Are print books the vinyl records of the publishing industry?

Ebook sales on Amazon recently surpassed both hardcover and paperback sales combined. Many people see this as signaling the end of print books. But bloggers Christopher Hopper and Joanna Penn argue that physical books will survive – but only as collectors’ items. Hopper makes the comparison between print books and vinyl records. Vinyl is no longer a mass marketed produtc but instead appeals to a smaller niche audience of collectors. In fact, Hopper admits to not actually listening to the vinyl records he owns. He also has digital versions of his vinyl albums and listens to the music in this format mostly, on his Ipod or computer. But he still goes out and buys certain vinyl because of their collectibility.

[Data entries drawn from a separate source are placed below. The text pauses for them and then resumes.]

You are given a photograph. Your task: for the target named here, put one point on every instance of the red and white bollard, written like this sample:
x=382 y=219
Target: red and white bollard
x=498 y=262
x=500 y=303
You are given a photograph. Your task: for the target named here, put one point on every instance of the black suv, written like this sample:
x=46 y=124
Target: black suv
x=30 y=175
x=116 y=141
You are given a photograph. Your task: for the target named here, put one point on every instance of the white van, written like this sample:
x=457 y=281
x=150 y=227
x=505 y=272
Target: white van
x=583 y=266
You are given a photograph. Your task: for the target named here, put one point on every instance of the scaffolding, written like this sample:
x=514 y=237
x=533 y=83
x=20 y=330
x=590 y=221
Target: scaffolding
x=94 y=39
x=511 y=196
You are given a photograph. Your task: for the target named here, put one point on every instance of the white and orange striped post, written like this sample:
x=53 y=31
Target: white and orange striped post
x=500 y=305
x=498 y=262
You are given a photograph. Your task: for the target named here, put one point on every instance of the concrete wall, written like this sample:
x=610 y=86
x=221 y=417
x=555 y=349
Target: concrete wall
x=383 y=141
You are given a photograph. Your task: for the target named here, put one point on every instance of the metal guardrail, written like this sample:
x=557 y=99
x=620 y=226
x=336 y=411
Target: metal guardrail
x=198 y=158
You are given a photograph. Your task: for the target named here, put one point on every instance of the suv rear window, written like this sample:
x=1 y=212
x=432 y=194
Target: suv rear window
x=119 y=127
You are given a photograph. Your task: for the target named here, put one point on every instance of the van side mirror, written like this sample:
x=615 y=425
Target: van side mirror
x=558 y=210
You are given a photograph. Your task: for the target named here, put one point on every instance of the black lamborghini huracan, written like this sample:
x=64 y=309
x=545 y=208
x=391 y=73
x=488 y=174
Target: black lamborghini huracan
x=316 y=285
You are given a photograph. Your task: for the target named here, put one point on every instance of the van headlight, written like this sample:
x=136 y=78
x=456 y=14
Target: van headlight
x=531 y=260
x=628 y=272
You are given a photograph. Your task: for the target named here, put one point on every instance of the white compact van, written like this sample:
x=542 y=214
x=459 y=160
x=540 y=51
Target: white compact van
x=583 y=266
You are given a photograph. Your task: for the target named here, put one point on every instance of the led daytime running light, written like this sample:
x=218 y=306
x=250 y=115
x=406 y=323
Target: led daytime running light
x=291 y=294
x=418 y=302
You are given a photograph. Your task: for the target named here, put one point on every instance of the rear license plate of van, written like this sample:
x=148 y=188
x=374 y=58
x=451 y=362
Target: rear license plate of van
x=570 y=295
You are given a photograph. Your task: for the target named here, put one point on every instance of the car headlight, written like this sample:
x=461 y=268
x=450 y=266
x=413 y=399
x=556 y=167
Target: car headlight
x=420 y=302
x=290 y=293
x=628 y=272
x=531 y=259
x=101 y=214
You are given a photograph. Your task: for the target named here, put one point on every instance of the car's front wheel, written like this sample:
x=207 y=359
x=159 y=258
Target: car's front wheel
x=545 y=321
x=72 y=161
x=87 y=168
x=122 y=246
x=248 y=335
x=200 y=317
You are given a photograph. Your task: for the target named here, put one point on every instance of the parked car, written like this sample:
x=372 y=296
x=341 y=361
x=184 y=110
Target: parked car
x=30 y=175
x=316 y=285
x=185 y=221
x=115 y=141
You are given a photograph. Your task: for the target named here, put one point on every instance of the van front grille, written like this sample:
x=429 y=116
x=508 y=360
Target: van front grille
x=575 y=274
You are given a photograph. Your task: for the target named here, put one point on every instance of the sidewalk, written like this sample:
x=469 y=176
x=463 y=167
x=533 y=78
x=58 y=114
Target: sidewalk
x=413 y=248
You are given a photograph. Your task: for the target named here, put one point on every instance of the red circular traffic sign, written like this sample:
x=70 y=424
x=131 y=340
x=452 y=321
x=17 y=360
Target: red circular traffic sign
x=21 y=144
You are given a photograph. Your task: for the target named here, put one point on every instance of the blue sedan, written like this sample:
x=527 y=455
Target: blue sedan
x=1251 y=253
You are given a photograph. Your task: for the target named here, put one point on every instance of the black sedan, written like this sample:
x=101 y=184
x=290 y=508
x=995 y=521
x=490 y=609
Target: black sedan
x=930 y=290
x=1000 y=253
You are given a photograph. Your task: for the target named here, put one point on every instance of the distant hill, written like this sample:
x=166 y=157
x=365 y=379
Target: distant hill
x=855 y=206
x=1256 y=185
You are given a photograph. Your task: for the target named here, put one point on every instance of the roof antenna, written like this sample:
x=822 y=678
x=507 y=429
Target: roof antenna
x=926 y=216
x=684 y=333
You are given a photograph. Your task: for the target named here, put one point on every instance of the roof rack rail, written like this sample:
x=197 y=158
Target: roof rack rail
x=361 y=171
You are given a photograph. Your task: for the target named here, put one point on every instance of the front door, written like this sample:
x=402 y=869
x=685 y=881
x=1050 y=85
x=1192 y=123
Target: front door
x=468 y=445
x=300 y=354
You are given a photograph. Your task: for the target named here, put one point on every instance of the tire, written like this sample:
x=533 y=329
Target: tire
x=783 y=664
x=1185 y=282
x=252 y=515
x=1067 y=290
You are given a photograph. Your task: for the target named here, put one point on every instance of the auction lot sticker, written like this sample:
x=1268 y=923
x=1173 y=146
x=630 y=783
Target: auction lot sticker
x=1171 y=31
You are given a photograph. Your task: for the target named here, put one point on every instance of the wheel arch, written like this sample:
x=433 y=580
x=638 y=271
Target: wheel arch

Similarly, Penn talks about the future of print books as pricey, limited-edition, physical works of art. I think she gets it right when she makes a distinction between what she calls “consumable” books – i.e. books that are only read once and can be tossed – and the books that are held on to and revisted. The former mostly refers to mass market paperbacks and the purpose of these is to inexpensively convey the content of the book. If ebooks can do this mass market paperbacks will likely become obsolete once ereaders become more affordable and widespread.

I don’t however believe that print books will remain exclusively as collectors’ items and not be available at general bookstores, at least not for many years. Going back to the music industry analogy, if ebooks do follow the trend of digital music, it will be a while before they become dominant in outlets beyond Amazon. Ten years after the introduction of the Ipod, digital music still makes up less than half of overall music sales. Physical books aren’t going anywhere anytime soon.